Re: xkcd: LTR from Philippe Verdy on 2012-11-28 (Unicode Mail List Archive)

From: Philippe Verdy <verdy_p_at_wanadoo.fr>
Date: Wed, 28 Nov 2012 11:02:45 +0100

2012/11/28 Leif Halvard Silli <xn--mlform-iua_at_xn--mlform-iua.no>

> Philippe Verdy, Wed, 28 Nov 2012 04:50:06 +0100:
> >>> detects a violation of the required
> >>> extended "prolog" (sorry, the HTML5 document declaration, which is not
> a
> >>> valid "document declaration" for XHTML or for HTML4 or before or even
> for
> >>> SGML, due to the unspecified schema after the shema short name), it
> >>> should catch this exception to try another parser.
> >>
> >> There is no spec, that I am aware of, that says that it should do that.
> >
> > But this is in the scope of the HTML5 whose claimed purpose is to become
> > compatible with documents encoded in all previous flavors of HTML.
>
> I admit that understanding the meaning behind all the slogans about
> HTML5, can be be demanding. But the goal has all the time been to
> create a *single* HTML parser, and not to introduce switching between
> multiple HTML parsers. If you think otherwise, then my claim is that
> you have misunderstood.

In this case, Firefox and IE should not even be able to render *any* XHTML
page because it violates the HTML5 standard. It still attempts to recover
from it, recognizing a part of XHTML, but not an essential one : its very
basic XML prolog (and the XHTML document declaration), up to the point
where they start seeing the root element.
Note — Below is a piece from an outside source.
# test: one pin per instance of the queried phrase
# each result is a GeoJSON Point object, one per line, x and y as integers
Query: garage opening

But then how can they claim supporting XHTML when they don't (and when the
XHTML syntax is still part of HTML5, which makes affirmations like yours –
"not to introduce switching between multiple HTML parsers" – very weak and
difficult to defend).

If the intent is to be able to parse all flavors of HTML (at least a basic
profile of them) with the same parser, then a behavior must be standardized
in HTML5 to correctly handle the possible presence of XML prologs and
standard SGML document declarations even if their contents are skipped and
ignored (notably here when it is used to specify that the document is
effectively encoded in UTF-8 and not cp1252, both encodings being supported
by HTML5 but without other compatibility problems when it is UTF-8)

But ignoring XHTML document declarations will have an impact on
compatibility, if there's an external or internal DTD and this should be
documented in HTML5 by limting the claims of compatibility (and suggesting
then another recovery mechanism for these unsupported parts of XHTML, using
a true XML parser in case of violation of the required HTML5 DOCTYPE
declaration).

For now this breaks the interoperability with the basic profile of XHTML,
more or less compatible with HTML4 including the deprecated elements (but
without the modular extension design, and without support of XML
namespaces).

Now the argument saying that "meta" elements may be used in the HTML
document header (to replace missing HTTP MIME headers), this contradicts
all what was done to deprecate this meta element usage before. And here
also, HTML5 is not clear about this change of position. And "meta" elements
won't make HTML parsers simpler to implement : they will need to reparse
the document from the beginning.

The XML prolog of XHTML is much simpler to parse than the meta element, and
can be parsed directly by the HTML5-only parser, which can as well as
accept at least the XHTML1 document declaration (without internal DTD) as
acceptable for this HTML5 parser (it should fail however if there's an
internal DTD or if the SGML catalog name is not one of those for HTML or
XHTML; it should just check the SGML catalog name partly ignoring the
flavor precision in its name, as there is no internal or external DTD
supported in HTML4 or lower; it should silently ignore the URL for an
external DTD in XHTML, including when XHTML is used as the alternate
serialization syntax for HTML5, even if this will cause some defined
entities defined in the external DTD not being replaced, but the result of
the HTML5 parser with undefined entities or entities defined differently
will be unpredictable).

If an implementation can support both parsers, the more compatible recovery
mode will be to use the XML parser, instead of using this simple heuristic.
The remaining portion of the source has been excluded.